Here's what I've tried:
Adding a #reboot entry to crontab and launching the program with a trailing ampersand (version 1 of the program):
#reboot xooky_nabox <params> &
Added a start-stop-daemon to crontab (version 1):
#reboot start-stop-daemon -S -b --user daemon -n xooky_nabox -a /usr/bin/xooky_nabox -- <params>
Created a script at /etc/init.d/xooky and did
$chmod +x xooky
$update-rc.d xooky defaults
And tried different versions of the startup script: start-stop-daemon with version 1, calling the program directly with a trailing ampersand (version 1), calling the program directly with no trailing ampersand (version 2).
Also, if I run the program manually from the serial terminal or from a ssh session (usb networking); and then I run top, the program will run fine for a few seconds consuming around 15% cpu. It will then stop outputing sound, and it's cpu consumption will rise to around 30%. My log.txt file shows no signal sent to the program by the OS in this scenario.
When version 2 of the program is ran at startup, the log wil show something like:
Mon Jun 6 02:44:49 2011 Caught signal:18 Continued
Mon Jun 6 02:44:49 2011 Caught signal:15 Terminated
Does anyone have any ideas on how to debug this? Suggestions on how to launch my program at startup?
In version 2,
I think you should open (and dup2) /dev/null to STDIN/STDOUT/STDERR. Just closing the handle would cause problem.
something like this:
int fd = open("/dev/null", O_RDWR);
dup2( fd, STDOUT_FILENO );
(I have no idea what start-stop-daemon do. Can't help version 1, sorry)

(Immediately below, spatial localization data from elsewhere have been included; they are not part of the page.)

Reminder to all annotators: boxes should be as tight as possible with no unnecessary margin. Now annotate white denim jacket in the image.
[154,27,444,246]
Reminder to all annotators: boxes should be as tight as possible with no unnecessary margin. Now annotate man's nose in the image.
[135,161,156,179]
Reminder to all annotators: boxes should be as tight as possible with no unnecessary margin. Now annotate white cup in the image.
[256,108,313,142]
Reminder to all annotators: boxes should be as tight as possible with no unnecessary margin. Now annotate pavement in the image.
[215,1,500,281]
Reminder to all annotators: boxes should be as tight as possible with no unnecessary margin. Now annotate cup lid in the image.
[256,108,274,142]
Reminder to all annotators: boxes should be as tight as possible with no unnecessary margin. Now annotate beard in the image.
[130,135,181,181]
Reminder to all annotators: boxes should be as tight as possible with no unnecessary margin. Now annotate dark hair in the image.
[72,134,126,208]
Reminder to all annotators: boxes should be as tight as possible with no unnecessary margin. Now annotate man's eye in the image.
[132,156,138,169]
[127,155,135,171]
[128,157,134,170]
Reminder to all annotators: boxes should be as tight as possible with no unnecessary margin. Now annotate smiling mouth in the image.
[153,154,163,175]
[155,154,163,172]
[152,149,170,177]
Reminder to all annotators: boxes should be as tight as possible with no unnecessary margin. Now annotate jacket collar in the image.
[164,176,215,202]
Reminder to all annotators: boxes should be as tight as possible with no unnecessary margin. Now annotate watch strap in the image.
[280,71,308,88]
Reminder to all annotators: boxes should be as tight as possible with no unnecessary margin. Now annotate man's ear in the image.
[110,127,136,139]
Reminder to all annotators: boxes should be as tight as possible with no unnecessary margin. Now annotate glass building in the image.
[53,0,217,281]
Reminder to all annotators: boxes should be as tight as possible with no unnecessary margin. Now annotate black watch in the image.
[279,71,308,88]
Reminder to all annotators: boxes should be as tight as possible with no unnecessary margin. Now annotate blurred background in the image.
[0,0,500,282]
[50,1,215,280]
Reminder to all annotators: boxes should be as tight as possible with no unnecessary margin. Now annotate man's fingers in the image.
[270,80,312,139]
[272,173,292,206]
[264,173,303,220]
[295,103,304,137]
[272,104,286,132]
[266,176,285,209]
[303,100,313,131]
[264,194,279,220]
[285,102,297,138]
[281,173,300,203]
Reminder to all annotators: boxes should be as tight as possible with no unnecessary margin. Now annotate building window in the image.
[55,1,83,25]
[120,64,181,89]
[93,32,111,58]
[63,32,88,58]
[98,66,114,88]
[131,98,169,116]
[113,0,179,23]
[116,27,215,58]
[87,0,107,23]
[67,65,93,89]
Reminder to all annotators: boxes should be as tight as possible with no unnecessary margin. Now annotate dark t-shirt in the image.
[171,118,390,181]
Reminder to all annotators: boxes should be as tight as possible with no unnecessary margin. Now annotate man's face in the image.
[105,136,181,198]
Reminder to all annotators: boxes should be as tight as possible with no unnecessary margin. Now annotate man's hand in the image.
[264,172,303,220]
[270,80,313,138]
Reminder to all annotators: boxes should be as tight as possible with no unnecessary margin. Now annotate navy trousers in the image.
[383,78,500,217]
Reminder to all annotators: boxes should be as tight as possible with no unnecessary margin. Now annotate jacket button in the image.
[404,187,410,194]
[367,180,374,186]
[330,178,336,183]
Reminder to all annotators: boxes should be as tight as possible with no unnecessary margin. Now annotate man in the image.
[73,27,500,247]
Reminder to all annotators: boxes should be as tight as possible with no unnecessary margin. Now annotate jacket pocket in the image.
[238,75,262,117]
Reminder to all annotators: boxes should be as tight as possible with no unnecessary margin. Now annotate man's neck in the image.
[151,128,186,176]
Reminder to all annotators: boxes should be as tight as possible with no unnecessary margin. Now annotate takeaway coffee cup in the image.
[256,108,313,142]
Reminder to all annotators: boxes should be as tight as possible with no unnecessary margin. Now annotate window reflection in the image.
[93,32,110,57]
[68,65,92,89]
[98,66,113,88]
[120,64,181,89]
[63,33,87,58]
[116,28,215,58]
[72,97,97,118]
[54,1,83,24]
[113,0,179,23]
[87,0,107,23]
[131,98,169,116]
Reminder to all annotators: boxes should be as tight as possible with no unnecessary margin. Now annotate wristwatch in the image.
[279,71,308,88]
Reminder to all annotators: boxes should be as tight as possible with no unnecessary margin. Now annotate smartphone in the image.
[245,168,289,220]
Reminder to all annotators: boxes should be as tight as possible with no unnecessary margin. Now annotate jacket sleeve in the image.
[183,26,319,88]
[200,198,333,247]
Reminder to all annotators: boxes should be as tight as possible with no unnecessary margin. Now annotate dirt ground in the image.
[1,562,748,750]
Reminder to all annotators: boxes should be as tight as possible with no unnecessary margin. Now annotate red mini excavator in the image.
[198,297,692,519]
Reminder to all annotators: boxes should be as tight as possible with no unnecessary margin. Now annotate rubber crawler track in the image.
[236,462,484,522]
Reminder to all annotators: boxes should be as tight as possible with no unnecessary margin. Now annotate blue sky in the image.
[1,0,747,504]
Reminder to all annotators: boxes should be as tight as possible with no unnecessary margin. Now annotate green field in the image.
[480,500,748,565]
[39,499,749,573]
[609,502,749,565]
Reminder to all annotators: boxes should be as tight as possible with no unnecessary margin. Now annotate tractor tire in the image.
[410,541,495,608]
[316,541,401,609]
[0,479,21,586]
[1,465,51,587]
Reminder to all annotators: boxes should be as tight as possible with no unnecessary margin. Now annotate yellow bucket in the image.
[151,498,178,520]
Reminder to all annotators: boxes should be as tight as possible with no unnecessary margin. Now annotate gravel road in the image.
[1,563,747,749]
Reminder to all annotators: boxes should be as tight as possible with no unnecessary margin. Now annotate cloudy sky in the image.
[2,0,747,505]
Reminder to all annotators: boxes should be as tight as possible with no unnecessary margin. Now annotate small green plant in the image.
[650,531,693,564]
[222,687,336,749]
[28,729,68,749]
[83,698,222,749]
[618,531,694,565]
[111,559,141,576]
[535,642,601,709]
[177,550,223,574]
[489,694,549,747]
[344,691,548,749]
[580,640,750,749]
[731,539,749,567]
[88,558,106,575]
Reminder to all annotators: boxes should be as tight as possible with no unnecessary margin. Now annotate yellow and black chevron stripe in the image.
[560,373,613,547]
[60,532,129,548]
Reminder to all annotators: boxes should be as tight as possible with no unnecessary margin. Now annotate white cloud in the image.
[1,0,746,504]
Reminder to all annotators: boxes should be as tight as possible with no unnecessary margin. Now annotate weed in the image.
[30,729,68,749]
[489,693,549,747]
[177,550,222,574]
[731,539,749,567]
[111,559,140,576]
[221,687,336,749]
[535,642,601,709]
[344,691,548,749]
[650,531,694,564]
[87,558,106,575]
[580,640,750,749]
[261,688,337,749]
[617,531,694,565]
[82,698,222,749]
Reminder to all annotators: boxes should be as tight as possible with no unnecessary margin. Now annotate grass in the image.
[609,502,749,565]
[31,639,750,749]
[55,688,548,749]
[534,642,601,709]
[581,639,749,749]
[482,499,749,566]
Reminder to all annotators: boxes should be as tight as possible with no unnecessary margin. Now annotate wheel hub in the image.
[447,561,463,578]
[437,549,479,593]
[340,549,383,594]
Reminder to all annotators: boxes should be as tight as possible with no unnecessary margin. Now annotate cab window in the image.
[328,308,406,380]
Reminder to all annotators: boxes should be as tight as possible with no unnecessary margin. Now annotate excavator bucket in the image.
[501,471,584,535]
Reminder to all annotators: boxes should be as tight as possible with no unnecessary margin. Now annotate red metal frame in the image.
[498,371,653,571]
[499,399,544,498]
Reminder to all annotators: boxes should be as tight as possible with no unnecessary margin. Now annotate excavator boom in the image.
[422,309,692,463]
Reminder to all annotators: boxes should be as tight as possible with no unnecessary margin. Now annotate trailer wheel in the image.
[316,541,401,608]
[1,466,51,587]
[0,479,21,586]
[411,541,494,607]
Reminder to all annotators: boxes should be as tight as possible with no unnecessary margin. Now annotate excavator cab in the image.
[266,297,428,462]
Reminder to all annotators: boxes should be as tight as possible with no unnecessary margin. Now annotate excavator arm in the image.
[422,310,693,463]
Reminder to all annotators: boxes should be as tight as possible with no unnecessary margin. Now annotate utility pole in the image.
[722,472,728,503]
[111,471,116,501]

There is C function to create a daemon
#include <unistd.h>
int daemon(int nochdir, int noclose);
More information can be found in man pages for daemon(3)
Maybe it will help.
And if you want to launch you daemon when you linux start, you should find out which init version you are using in you distro, but usually, you can just add command to execute you daemon to /etc/init.d/rc (but it seems to be no so good idea). This file is executed by init when linux is starting.
I ended up ditching PortAudio and implementing a JACK client which runs it's own server so this issue was not relevant for me anymore.